Hey you
You're the only one I'll text back during sex. what's up?
I'm a big fan of 2 things right now: 1) Gatorade and 2) the fetal position
i am officially better prepared for a hangover tomorrow than i was for christmas.
I vaguely remember taking a shit behind the shed before I started puking over the fence. No more Xanax.
come over after work tomorrow, liz and i will make all of your wildest dreams come true. so long as your wildest dreams involve drinking champagne at my house with two girls who won't have sex with you.
Lights are FLASHING. This just got REAL. CAPTALIZATION.
Standing in my kitchen eating choc chip cookie batter from the bowl. As sad as it is, I kinda like the places bad breakups take me.
He's minimum effort, but maximum fuck.
She asked if she should pack the condoms, I told her I plan on drinking so much that it won't be possible.

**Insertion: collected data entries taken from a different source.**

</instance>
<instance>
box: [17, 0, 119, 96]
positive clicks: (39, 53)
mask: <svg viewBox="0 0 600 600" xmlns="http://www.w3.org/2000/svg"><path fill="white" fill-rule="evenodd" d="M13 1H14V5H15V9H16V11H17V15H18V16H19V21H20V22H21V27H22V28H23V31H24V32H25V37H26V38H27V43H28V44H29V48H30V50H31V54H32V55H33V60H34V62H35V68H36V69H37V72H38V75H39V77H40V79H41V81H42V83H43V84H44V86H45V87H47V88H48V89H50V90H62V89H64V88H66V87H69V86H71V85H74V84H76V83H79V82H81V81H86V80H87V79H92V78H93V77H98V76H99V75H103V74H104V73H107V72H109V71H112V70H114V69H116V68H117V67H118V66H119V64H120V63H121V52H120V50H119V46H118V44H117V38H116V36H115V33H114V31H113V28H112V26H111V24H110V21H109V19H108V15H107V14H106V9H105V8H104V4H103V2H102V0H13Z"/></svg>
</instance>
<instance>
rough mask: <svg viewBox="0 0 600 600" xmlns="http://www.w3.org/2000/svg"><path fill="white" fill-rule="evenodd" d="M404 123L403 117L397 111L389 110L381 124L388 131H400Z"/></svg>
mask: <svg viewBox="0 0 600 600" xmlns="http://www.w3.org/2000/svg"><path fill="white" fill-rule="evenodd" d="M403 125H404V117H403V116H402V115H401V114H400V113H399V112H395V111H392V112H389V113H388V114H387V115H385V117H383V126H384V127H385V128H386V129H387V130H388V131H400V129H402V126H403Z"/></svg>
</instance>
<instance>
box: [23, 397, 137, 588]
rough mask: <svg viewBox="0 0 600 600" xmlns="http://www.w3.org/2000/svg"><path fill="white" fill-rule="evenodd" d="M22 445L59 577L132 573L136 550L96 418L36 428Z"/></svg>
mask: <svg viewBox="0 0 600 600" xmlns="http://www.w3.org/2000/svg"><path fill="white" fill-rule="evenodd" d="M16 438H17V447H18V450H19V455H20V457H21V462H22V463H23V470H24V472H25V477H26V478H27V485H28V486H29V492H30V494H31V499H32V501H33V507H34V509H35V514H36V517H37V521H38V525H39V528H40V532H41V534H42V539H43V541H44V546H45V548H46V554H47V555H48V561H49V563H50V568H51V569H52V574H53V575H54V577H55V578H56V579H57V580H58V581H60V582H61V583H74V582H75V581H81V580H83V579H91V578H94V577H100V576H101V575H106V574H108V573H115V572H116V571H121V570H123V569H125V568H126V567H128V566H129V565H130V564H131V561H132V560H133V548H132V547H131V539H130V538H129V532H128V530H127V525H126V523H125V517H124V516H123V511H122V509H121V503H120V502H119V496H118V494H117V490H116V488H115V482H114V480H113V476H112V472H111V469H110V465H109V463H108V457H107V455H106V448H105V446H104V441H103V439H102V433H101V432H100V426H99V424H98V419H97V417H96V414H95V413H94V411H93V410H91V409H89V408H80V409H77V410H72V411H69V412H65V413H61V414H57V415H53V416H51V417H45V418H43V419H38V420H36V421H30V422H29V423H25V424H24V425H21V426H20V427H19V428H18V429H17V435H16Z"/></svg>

Moral of the story: I had sex to Back to the Future last night.
I spent three hours in the ER last night to figure out that my friend just had to take a shit
I stole an accordion from the bar
Accidentally
I'm having ragrets about stealing the accordion
And the 'kicked out of Xmas party' trophy goes to me. 3rd nomination, first win.
yeah, i thought because of the nature of his job he would have been better at it, but i guess there's a difference between a bagpipe and vagina
When he identified himself as captain clitoris i knew my night was fucked.